[Other Worlds by Garrett P. Serviss]@TWC D-Link book
Other Worlds

CHAPTER II
10/17

That, of course, means that one side of Mercury always faces toward the sun while the opposite side always faces away from it, and neither side experiences the alternation of day and night, one having perpetual day and the other perpetual night.

The older observations, from which had been deduced the long accepted opinion that Mercury rotated, like the earth, once in about twenty-four hours, had also been made upon the markings on the planet's disk, but these are not easily seen, and their appearances had evidently been misinterpreted.
The very fact of the difficulty of seeing any details on Mercury tended to prevent or delay corroboration of Schiaparelli's discovery.

But there were two circumstances that contributed to the final acceptance of his results.

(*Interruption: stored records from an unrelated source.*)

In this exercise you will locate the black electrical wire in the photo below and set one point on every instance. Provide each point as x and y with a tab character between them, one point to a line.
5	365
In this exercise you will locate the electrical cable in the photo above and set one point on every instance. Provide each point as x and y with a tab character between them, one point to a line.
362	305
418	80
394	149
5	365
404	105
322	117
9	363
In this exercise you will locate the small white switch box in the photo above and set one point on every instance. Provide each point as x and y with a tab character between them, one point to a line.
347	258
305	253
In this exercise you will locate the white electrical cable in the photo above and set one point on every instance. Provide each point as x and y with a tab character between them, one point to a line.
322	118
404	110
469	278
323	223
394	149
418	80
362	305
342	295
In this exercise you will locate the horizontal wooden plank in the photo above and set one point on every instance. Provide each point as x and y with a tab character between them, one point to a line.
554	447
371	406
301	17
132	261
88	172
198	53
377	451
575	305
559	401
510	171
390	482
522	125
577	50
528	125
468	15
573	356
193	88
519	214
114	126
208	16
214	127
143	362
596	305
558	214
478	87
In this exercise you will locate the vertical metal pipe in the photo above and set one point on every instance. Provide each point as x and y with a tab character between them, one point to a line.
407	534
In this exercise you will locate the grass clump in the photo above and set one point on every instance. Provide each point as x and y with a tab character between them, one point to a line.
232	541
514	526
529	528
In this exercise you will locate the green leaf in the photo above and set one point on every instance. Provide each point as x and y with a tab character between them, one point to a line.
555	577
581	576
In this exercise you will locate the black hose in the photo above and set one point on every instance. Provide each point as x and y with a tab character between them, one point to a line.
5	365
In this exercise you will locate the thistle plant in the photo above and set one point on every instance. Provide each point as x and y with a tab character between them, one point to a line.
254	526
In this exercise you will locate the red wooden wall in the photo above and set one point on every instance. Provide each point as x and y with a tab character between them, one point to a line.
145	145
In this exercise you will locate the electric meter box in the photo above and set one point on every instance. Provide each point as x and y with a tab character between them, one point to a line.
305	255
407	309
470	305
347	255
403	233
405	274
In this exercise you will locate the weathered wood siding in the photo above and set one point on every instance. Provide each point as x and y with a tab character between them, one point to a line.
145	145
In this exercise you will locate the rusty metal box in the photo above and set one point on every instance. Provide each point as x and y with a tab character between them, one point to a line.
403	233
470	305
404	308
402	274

One of these was his well-known experience as an observer and the high reputation that he enjoyed among astronomers, and the other was the development by Prof.George Darwin of the theory of tidal friction in its application to planetary evolution, for this furnished a satisfactory explanation of the manner in which a body, situated as near the sun as Mercury is, could have its axial rotation gradually reduced by the tidal attraction of the sun until it coincided in period with its orbital revolution.
Accepting the accuracy of Schiaparelli's discovery, which was corroborated in every particular in 1896 by Percival Lowell in a special series of observations on Mercury made with his 24-inch telescope at Flagstaff, Arizona, and which has also been corroborated by others, we see at once how important is its bearing on the habitability of the planet.

It adds another difficulty to that offered by the remarkable changes of distance from the sun, and consequent variations of heat, which we have already discussed.